そんなニーナ様にあんな風に怒られるとは自分も思ってもみなかった。人間、何を隠しているか分かったものではないと実感させられた。
「私も、正直、ニーナ様はもっと温厚な方だと思ってました……」
「ははは、まあ、彼女は相当洗練された令嬢だから、それゆえなんだろう。その状況下では彼女も君やフレデリックをいさめないわけにはいかなかったんだと思う」
「はい。……反省してます」
私がうつむいてそう答えると、ガーラン様は愛想笑いをうかべた。
「二人の関係についてはどうだった?」
「私が熟年夫婦見たいだって、言ったらものすごく怒られました……」
「それは……どう受け取ればいいのか俺には判断しかねるな……」
「でも、ただの主従関係にしては本当に仲がよさそうでした。いい意味でニーナ様に対するベストール様の態度もちょっと雑でしたし」
あれは本当に仲が良くないとできない行為だと思う。
主人の言葉をぞんざいに扱うなど本来あってはならないことだが、それが許される関係だということの証明に他ならない。
恋人ではないにしても、少なくともあの二人は主従関係なんて割り切った関係じゃないはずだ。

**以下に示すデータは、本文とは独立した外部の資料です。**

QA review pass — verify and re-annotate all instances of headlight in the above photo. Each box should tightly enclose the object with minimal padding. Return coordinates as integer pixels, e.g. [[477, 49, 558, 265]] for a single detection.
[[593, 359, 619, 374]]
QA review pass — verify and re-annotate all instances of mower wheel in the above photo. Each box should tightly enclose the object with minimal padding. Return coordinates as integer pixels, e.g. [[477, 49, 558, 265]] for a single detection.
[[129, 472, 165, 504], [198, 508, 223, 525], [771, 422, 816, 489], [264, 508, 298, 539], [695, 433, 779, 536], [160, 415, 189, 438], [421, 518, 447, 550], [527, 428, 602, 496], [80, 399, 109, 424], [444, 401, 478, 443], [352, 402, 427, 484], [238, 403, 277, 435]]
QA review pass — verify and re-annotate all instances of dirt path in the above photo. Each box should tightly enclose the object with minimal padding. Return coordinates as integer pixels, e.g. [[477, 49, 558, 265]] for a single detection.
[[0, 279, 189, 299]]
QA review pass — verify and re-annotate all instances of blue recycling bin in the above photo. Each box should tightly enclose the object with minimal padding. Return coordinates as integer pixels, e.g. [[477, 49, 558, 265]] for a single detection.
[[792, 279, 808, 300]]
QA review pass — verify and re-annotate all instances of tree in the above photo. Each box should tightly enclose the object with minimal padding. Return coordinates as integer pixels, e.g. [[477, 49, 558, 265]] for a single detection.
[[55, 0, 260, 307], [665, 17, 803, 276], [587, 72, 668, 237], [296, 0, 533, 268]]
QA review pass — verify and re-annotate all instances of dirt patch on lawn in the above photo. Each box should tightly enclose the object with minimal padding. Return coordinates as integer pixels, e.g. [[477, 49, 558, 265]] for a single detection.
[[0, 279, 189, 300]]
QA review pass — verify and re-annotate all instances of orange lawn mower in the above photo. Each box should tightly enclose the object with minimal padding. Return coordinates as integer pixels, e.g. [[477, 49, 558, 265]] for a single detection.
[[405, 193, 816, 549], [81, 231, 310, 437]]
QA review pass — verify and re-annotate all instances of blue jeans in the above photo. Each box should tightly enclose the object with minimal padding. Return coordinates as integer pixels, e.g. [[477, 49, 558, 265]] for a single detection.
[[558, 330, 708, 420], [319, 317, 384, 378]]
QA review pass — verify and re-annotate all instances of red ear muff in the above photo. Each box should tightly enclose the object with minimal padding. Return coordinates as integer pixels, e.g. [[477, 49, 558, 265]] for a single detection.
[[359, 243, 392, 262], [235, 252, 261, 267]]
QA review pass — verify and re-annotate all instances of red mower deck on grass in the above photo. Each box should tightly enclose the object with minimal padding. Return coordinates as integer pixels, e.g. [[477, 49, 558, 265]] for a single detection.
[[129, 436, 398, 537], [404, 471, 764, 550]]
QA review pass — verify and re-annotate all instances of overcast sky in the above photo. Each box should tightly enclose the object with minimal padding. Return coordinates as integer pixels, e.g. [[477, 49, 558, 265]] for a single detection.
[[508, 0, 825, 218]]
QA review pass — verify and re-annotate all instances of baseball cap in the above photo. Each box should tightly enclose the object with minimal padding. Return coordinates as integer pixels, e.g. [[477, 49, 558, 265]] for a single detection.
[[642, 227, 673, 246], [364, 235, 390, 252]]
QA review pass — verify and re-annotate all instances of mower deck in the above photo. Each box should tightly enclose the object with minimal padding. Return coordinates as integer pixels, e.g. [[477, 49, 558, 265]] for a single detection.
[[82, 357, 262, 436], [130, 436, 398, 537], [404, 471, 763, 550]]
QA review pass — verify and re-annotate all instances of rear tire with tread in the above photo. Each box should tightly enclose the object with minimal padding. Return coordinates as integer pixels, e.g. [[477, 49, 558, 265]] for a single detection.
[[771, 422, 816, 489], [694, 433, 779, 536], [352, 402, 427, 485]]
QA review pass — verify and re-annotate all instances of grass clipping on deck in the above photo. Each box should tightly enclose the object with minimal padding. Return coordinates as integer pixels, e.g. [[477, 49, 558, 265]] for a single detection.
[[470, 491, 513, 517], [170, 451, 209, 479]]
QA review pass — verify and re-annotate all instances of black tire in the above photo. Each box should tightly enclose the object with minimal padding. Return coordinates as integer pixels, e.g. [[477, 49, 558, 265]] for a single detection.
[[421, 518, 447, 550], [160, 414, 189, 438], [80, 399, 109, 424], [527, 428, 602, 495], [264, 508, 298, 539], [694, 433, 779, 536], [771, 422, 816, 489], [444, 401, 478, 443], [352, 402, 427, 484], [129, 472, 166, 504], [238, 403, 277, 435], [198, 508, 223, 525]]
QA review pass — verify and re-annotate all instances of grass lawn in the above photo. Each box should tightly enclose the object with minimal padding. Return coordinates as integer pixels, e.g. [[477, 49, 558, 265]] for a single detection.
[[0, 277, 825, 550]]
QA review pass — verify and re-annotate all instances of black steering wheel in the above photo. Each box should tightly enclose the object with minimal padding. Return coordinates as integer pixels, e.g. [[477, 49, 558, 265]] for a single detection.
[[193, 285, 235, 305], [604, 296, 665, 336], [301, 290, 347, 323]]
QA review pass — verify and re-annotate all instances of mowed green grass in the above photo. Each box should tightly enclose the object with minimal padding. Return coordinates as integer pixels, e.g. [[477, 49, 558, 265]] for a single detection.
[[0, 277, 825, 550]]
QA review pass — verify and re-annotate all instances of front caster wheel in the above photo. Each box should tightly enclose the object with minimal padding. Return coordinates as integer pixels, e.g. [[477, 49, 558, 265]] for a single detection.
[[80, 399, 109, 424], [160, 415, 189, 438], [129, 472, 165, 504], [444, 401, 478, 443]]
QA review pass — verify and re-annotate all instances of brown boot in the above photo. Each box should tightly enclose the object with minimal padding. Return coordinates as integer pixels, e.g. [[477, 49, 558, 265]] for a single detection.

「ふむ……そういえばニーナ嬢にはそういった話は一切なかったな」
「え?」
「いや、もしかすると、そういうことかもしれないと思ったんだが……。まあ、本人が否定している以上はこれ以上の確認はできないが」
そういうと、ガーラン様は天井を眺め、物思いにふけた。
「さて、どうしたものか……」
そうガーラン様はつぶやいたあと、視線を私に戻した。しかし、視線を戻したと思ったら、少しだけ私の右斜め後ろ、おそらくは図書館の入り口付近に視線を移し始めた。
そして、ガーラン様の表情は硬直した。いったい何を見たというのか。
そう思い、私もガーラン様と同じ方角に目を移した。
そこには話題の人物がちょうど図書館に入ってきたようだった。あまりにもできすぎたタイミングに少し動揺してしまう。